The park district’s newest committee, the Senior Advisory Committee is hoping to address that by reaching out to local seniors, coordinating with other senior groups and creating new and exciting programs.
Meeting for the first time as a formal committee last Tuesday afternoon, the group sat at two pushed-together tables in Longfellow Center’s recreation room and discussed just how to get more people to take part in the park district’s programs.
The park district does have several marquee programs, the most popular being “Drop-In Days” at Longfellow Center, where seniors congregate on Tuesday afternoons to play chess, Scrabble and most popularly, bridge.
Even Drop-In Days’ attendance leaves something to be desired, though, said the park district’s Active Adult program supervisor, Meredith Schwartz.
“We’d like to increase and expand the recreation program opportunities to the point where we can sustain participation levels,” said Schwartz, who’s acting as the park district’s liaison to the Senior Advisory Committee.
The light attendance could be because of a lack of information, or it could be because of the programs the park district offers, Schwartz said. Either way, the best way to increase participation is by increasing communication, she said.
“We have a feeling this it more about the level of knowledge itself,” Schwartz said. “We want to be the bridge between the public and the park district.”
The committee’s newly elected chairwoman, Mary Kay O’Grady, 70, said she’s looking forward to working to change things in seniors’ favor.
“Seniors often just complain, we don’t move and do anything,” O’Grady said. “So often you hear complaints from seniors about this and that and they want everything free, for one reason or another they don’t want to get involved.”

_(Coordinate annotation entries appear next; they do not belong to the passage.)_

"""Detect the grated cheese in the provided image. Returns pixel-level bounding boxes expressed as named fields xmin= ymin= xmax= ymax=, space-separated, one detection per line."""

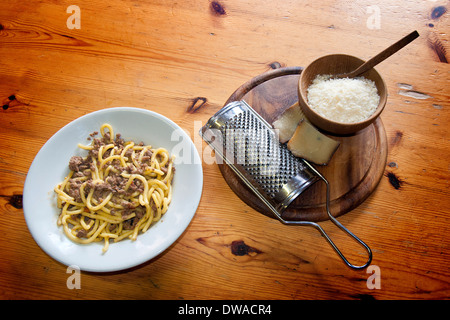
xmin=308 ymin=75 xmax=380 ymax=123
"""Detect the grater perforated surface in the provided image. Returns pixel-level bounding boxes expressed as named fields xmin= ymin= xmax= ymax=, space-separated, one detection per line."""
xmin=223 ymin=110 xmax=304 ymax=198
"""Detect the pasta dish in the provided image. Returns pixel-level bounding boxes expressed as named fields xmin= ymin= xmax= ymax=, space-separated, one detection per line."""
xmin=54 ymin=123 xmax=175 ymax=252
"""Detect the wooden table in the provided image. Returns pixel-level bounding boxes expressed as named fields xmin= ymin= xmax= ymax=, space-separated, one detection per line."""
xmin=0 ymin=0 xmax=450 ymax=300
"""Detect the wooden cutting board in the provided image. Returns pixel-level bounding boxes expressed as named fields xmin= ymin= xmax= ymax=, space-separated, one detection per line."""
xmin=219 ymin=67 xmax=387 ymax=222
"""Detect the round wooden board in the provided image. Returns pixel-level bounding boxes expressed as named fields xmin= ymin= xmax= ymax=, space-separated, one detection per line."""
xmin=219 ymin=67 xmax=387 ymax=222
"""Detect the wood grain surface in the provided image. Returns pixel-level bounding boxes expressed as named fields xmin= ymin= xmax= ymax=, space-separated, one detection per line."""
xmin=0 ymin=0 xmax=450 ymax=300
xmin=218 ymin=68 xmax=387 ymax=221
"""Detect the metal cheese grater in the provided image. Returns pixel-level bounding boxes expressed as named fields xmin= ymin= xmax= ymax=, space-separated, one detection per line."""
xmin=200 ymin=100 xmax=372 ymax=269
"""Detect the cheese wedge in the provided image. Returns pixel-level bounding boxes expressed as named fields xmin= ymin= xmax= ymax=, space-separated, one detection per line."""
xmin=272 ymin=101 xmax=305 ymax=143
xmin=287 ymin=120 xmax=340 ymax=165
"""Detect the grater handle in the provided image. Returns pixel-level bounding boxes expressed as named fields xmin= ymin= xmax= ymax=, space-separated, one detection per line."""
xmin=277 ymin=161 xmax=372 ymax=269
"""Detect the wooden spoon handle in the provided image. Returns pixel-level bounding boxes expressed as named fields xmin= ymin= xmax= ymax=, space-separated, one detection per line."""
xmin=346 ymin=31 xmax=419 ymax=78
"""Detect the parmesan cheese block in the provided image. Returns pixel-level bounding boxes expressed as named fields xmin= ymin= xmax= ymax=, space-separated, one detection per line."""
xmin=287 ymin=121 xmax=340 ymax=165
xmin=272 ymin=101 xmax=305 ymax=143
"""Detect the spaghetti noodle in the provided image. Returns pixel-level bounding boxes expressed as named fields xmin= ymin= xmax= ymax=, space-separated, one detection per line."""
xmin=54 ymin=123 xmax=175 ymax=252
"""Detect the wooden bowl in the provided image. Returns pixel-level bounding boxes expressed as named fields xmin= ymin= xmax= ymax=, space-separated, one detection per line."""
xmin=298 ymin=54 xmax=387 ymax=135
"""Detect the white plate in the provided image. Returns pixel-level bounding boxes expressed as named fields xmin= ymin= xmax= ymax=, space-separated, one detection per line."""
xmin=23 ymin=107 xmax=203 ymax=272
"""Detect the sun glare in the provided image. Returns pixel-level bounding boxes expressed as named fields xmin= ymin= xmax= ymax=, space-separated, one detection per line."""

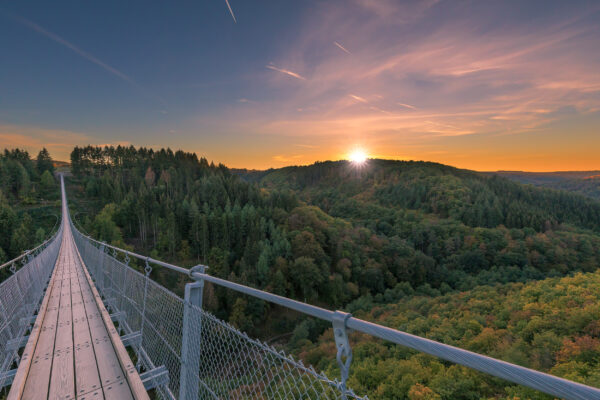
xmin=349 ymin=149 xmax=367 ymax=164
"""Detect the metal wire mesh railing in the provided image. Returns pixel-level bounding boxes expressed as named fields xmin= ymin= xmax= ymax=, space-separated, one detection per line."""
xmin=0 ymin=224 xmax=63 ymax=387
xmin=73 ymin=228 xmax=359 ymax=399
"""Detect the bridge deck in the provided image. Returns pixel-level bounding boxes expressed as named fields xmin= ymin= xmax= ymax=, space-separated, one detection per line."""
xmin=8 ymin=220 xmax=148 ymax=400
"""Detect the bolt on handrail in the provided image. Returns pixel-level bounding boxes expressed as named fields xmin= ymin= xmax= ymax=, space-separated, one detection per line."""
xmin=73 ymin=227 xmax=600 ymax=400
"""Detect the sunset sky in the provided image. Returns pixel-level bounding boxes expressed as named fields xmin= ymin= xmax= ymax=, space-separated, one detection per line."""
xmin=0 ymin=0 xmax=600 ymax=171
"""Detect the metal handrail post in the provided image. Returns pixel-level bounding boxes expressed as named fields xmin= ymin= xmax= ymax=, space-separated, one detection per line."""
xmin=179 ymin=265 xmax=208 ymax=400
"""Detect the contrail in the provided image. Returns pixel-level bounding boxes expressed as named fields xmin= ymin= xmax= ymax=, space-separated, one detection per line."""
xmin=8 ymin=14 xmax=167 ymax=107
xmin=267 ymin=65 xmax=306 ymax=81
xmin=333 ymin=41 xmax=352 ymax=55
xmin=11 ymin=15 xmax=139 ymax=86
xmin=225 ymin=0 xmax=237 ymax=24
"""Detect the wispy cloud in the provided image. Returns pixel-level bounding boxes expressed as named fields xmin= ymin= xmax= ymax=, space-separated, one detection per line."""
xmin=396 ymin=103 xmax=417 ymax=111
xmin=348 ymin=94 xmax=368 ymax=103
xmin=333 ymin=41 xmax=352 ymax=54
xmin=225 ymin=0 xmax=237 ymax=24
xmin=267 ymin=64 xmax=306 ymax=81
xmin=0 ymin=124 xmax=95 ymax=160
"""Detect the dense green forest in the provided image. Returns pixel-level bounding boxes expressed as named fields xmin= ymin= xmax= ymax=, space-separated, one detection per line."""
xmin=68 ymin=146 xmax=600 ymax=399
xmin=304 ymin=272 xmax=600 ymax=400
xmin=0 ymin=149 xmax=59 ymax=263
xmin=495 ymin=171 xmax=600 ymax=200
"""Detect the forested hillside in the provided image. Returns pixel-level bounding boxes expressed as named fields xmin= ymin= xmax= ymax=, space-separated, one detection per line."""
xmin=69 ymin=147 xmax=600 ymax=333
xmin=493 ymin=171 xmax=600 ymax=200
xmin=302 ymin=272 xmax=600 ymax=400
xmin=0 ymin=149 xmax=59 ymax=263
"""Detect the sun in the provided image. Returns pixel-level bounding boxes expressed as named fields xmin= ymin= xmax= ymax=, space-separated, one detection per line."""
xmin=348 ymin=149 xmax=368 ymax=164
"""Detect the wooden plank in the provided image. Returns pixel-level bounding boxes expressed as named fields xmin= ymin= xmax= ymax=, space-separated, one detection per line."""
xmin=74 ymin=239 xmax=149 ymax=400
xmin=48 ymin=240 xmax=75 ymax=399
xmin=72 ymin=266 xmax=103 ymax=398
xmin=22 ymin=247 xmax=64 ymax=399
xmin=7 ymin=244 xmax=58 ymax=400
xmin=102 ymin=379 xmax=133 ymax=400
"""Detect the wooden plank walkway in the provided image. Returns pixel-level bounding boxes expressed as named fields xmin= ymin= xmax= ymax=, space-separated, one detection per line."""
xmin=8 ymin=217 xmax=148 ymax=400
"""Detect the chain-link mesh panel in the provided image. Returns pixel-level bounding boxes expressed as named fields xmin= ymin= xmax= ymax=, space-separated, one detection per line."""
xmin=0 ymin=226 xmax=62 ymax=387
xmin=73 ymin=229 xmax=360 ymax=399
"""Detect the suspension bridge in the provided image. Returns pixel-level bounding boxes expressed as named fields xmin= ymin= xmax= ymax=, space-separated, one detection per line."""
xmin=0 ymin=175 xmax=600 ymax=400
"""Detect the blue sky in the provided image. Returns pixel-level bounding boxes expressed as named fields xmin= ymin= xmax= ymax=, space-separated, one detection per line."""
xmin=0 ymin=0 xmax=600 ymax=170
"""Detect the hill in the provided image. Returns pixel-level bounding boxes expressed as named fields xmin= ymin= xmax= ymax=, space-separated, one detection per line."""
xmin=0 ymin=149 xmax=60 ymax=270
xmin=302 ymin=272 xmax=600 ymax=400
xmin=493 ymin=171 xmax=600 ymax=200
xmin=67 ymin=147 xmax=600 ymax=399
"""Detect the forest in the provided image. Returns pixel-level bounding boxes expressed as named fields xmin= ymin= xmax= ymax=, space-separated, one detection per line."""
xmin=496 ymin=171 xmax=600 ymax=200
xmin=67 ymin=146 xmax=600 ymax=399
xmin=0 ymin=149 xmax=59 ymax=264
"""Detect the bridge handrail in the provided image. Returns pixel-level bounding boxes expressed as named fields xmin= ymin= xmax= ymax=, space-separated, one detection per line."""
xmin=73 ymin=226 xmax=600 ymax=400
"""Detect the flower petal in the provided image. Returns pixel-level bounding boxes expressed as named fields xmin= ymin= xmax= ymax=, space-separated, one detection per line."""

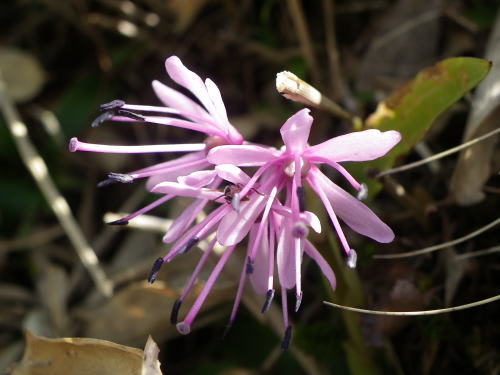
xmin=165 ymin=56 xmax=217 ymax=119
xmin=152 ymin=80 xmax=211 ymax=122
xmin=248 ymin=224 xmax=269 ymax=294
xmin=280 ymin=108 xmax=313 ymax=153
xmin=151 ymin=181 xmax=221 ymax=199
xmin=304 ymin=129 xmax=401 ymax=162
xmin=146 ymin=160 xmax=209 ymax=191
xmin=207 ymin=145 xmax=280 ymax=167
xmin=309 ymin=169 xmax=394 ymax=243
xmin=205 ymin=78 xmax=243 ymax=144
xmin=177 ymin=169 xmax=217 ymax=187
xmin=215 ymin=164 xmax=250 ymax=185
xmin=205 ymin=78 xmax=230 ymax=129
xmin=276 ymin=219 xmax=295 ymax=289
xmin=163 ymin=199 xmax=207 ymax=243
xmin=304 ymin=241 xmax=337 ymax=290
xmin=217 ymin=195 xmax=266 ymax=246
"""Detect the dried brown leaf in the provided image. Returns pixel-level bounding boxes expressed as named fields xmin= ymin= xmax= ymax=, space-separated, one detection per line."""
xmin=12 ymin=332 xmax=142 ymax=375
xmin=141 ymin=336 xmax=162 ymax=375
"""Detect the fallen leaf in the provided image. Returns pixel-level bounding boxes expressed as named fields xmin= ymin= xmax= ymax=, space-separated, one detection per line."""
xmin=11 ymin=331 xmax=142 ymax=375
xmin=0 ymin=47 xmax=47 ymax=102
xmin=168 ymin=0 xmax=208 ymax=33
xmin=141 ymin=336 xmax=162 ymax=375
xmin=450 ymin=13 xmax=500 ymax=206
xmin=349 ymin=57 xmax=491 ymax=198
xmin=358 ymin=0 xmax=442 ymax=90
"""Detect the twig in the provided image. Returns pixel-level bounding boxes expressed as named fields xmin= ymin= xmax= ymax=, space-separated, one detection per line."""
xmin=323 ymin=0 xmax=347 ymax=100
xmin=0 ymin=225 xmax=64 ymax=254
xmin=375 ymin=128 xmax=500 ymax=178
xmin=455 ymin=246 xmax=500 ymax=260
xmin=323 ymin=294 xmax=500 ymax=316
xmin=0 ymin=72 xmax=113 ymax=296
xmin=287 ymin=0 xmax=321 ymax=85
xmin=373 ymin=218 xmax=500 ymax=259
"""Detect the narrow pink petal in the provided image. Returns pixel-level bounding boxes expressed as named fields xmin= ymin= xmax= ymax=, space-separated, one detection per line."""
xmin=151 ymin=181 xmax=221 ymax=199
xmin=248 ymin=224 xmax=269 ymax=294
xmin=300 ymin=211 xmax=321 ymax=233
xmin=304 ymin=129 xmax=401 ymax=162
xmin=217 ymin=194 xmax=266 ymax=246
xmin=163 ymin=199 xmax=207 ymax=243
xmin=280 ymin=108 xmax=313 ymax=153
xmin=215 ymin=164 xmax=250 ymax=185
xmin=134 ymin=152 xmax=205 ymax=174
xmin=205 ymin=78 xmax=229 ymax=129
xmin=205 ymin=78 xmax=243 ymax=145
xmin=152 ymin=81 xmax=210 ymax=121
xmin=177 ymin=169 xmax=217 ymax=187
xmin=309 ymin=168 xmax=394 ymax=243
xmin=146 ymin=160 xmax=208 ymax=191
xmin=207 ymin=145 xmax=281 ymax=167
xmin=165 ymin=56 xmax=216 ymax=120
xmin=276 ymin=220 xmax=295 ymax=289
xmin=273 ymin=203 xmax=321 ymax=233
xmin=304 ymin=241 xmax=337 ymax=290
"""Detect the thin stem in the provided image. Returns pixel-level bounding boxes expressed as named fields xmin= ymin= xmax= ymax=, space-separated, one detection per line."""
xmin=455 ymin=246 xmax=500 ymax=260
xmin=323 ymin=294 xmax=500 ymax=316
xmin=0 ymin=74 xmax=113 ymax=297
xmin=374 ymin=217 xmax=500 ymax=259
xmin=69 ymin=138 xmax=205 ymax=154
xmin=376 ymin=128 xmax=500 ymax=178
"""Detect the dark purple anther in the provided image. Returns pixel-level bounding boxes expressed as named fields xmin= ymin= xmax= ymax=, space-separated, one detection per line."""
xmin=297 ymin=186 xmax=306 ymax=212
xmin=222 ymin=320 xmax=234 ymax=339
xmin=97 ymin=178 xmax=116 ymax=187
xmin=100 ymin=99 xmax=125 ymax=111
xmin=295 ymin=292 xmax=302 ymax=312
xmin=106 ymin=219 xmax=128 ymax=225
xmin=245 ymin=257 xmax=254 ymax=275
xmin=260 ymin=289 xmax=274 ymax=314
xmin=170 ymin=299 xmax=182 ymax=325
xmin=108 ymin=173 xmax=134 ymax=184
xmin=179 ymin=236 xmax=200 ymax=254
xmin=116 ymin=109 xmax=145 ymax=121
xmin=90 ymin=112 xmax=114 ymax=128
xmin=148 ymin=257 xmax=164 ymax=284
xmin=281 ymin=326 xmax=292 ymax=350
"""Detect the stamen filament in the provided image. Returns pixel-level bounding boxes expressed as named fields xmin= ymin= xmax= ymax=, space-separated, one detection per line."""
xmin=177 ymin=246 xmax=235 ymax=334
xmin=69 ymin=138 xmax=205 ymax=154
xmin=307 ymin=170 xmax=351 ymax=254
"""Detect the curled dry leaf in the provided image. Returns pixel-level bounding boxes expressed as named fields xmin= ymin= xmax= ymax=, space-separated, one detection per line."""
xmin=141 ymin=336 xmax=162 ymax=375
xmin=450 ymin=13 xmax=500 ymax=206
xmin=0 ymin=47 xmax=47 ymax=102
xmin=79 ymin=280 xmax=234 ymax=345
xmin=11 ymin=331 xmax=142 ymax=375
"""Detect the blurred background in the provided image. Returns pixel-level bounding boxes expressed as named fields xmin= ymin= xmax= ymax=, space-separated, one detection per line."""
xmin=0 ymin=0 xmax=500 ymax=375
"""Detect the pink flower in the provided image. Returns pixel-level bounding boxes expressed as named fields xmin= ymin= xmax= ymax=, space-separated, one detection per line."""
xmin=69 ymin=56 xmax=243 ymax=229
xmin=149 ymin=164 xmax=335 ymax=347
xmin=150 ymin=109 xmax=400 ymax=347
xmin=208 ymin=109 xmax=401 ymax=328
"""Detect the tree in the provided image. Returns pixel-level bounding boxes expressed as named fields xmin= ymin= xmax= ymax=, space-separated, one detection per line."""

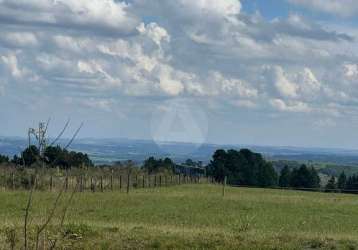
xmin=142 ymin=157 xmax=175 ymax=174
xmin=337 ymin=171 xmax=347 ymax=189
xmin=21 ymin=145 xmax=40 ymax=166
xmin=278 ymin=165 xmax=291 ymax=187
xmin=290 ymin=165 xmax=321 ymax=188
xmin=207 ymin=149 xmax=277 ymax=187
xmin=326 ymin=176 xmax=337 ymax=191
xmin=0 ymin=154 xmax=9 ymax=164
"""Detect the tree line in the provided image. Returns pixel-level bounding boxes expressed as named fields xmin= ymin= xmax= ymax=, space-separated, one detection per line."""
xmin=0 ymin=145 xmax=94 ymax=169
xmin=207 ymin=149 xmax=321 ymax=188
xmin=0 ymin=145 xmax=324 ymax=189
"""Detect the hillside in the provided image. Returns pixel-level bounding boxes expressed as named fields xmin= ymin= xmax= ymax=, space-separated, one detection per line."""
xmin=0 ymin=185 xmax=358 ymax=249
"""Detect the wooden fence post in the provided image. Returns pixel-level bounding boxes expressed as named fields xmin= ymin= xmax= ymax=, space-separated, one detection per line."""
xmin=119 ymin=175 xmax=122 ymax=191
xmin=223 ymin=176 xmax=227 ymax=197
xmin=100 ymin=175 xmax=103 ymax=193
xmin=111 ymin=169 xmax=113 ymax=192
xmin=127 ymin=171 xmax=131 ymax=194
xmin=11 ymin=172 xmax=15 ymax=190
xmin=50 ymin=175 xmax=53 ymax=191
xmin=64 ymin=175 xmax=68 ymax=192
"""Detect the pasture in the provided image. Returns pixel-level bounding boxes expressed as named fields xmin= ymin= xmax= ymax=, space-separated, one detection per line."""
xmin=0 ymin=184 xmax=358 ymax=249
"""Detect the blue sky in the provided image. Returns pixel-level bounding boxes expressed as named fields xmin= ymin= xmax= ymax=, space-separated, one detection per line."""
xmin=0 ymin=0 xmax=358 ymax=148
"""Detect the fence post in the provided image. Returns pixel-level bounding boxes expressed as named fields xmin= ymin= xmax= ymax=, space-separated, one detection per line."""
xmin=223 ymin=176 xmax=227 ymax=197
xmin=91 ymin=176 xmax=96 ymax=193
xmin=11 ymin=172 xmax=15 ymax=190
xmin=127 ymin=171 xmax=131 ymax=194
xmin=64 ymin=175 xmax=68 ymax=192
xmin=111 ymin=169 xmax=113 ymax=192
xmin=119 ymin=175 xmax=122 ymax=191
xmin=50 ymin=175 xmax=53 ymax=191
xmin=100 ymin=175 xmax=103 ymax=192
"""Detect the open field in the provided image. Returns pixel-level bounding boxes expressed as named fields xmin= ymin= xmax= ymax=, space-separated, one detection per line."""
xmin=0 ymin=185 xmax=358 ymax=249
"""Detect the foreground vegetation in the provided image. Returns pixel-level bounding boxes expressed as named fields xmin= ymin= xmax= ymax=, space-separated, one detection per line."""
xmin=0 ymin=185 xmax=358 ymax=249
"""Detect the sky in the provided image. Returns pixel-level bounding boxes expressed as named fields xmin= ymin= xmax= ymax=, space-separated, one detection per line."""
xmin=0 ymin=0 xmax=358 ymax=148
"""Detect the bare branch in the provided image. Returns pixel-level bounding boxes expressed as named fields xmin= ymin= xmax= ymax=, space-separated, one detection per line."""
xmin=50 ymin=119 xmax=71 ymax=146
xmin=64 ymin=122 xmax=83 ymax=149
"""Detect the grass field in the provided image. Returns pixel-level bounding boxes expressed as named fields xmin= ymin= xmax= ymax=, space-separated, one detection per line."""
xmin=0 ymin=185 xmax=358 ymax=249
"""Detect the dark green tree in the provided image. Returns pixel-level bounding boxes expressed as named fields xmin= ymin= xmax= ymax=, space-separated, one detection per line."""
xmin=142 ymin=157 xmax=175 ymax=174
xmin=290 ymin=165 xmax=321 ymax=188
xmin=278 ymin=165 xmax=291 ymax=187
xmin=20 ymin=145 xmax=40 ymax=166
xmin=337 ymin=171 xmax=347 ymax=189
xmin=326 ymin=176 xmax=337 ymax=191
xmin=207 ymin=149 xmax=277 ymax=187
xmin=0 ymin=154 xmax=10 ymax=164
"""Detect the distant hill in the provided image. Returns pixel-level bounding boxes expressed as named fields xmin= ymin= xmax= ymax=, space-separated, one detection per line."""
xmin=0 ymin=137 xmax=358 ymax=166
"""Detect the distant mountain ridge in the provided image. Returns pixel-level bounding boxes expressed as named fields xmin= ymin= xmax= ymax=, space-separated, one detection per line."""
xmin=0 ymin=137 xmax=358 ymax=165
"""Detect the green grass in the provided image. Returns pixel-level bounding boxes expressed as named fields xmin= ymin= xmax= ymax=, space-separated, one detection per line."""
xmin=0 ymin=185 xmax=358 ymax=249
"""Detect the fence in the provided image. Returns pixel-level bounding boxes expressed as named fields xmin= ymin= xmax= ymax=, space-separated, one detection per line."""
xmin=227 ymin=184 xmax=358 ymax=194
xmin=0 ymin=170 xmax=213 ymax=192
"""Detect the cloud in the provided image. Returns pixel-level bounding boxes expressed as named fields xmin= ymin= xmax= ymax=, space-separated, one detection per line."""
xmin=270 ymin=99 xmax=312 ymax=113
xmin=0 ymin=0 xmax=137 ymax=36
xmin=288 ymin=0 xmax=358 ymax=17
xmin=0 ymin=0 xmax=358 ymax=143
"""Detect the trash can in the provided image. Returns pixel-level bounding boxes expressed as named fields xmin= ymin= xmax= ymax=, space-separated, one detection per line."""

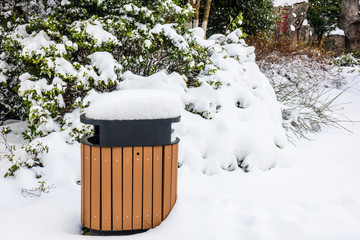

The committee is hoping to change that by reaching out – first, to local senior service providers to figure out how to augment existing programs without duplicating them.
“There’s no sense in duplicating when we can cooperate,” O’Grady said. “We have to figure who is it that we want to serve, and secondly, what do people want.”
They’ve got the data they need to figure out what exactly their constituency does want. At the meeting, members paid rapt attention as Schwartz presented reams of information for them to take in – everything from historical attendance information to community surveys.
Discussing their long-term plans, the meeting was dotted with a sense of black humor as the members debated who should get the longer, 2½-year terms.
“I hope that I’m alive that long,” said member Patricia Poskitt.
“It crossed my mind,” O’Grady replied with a laugh.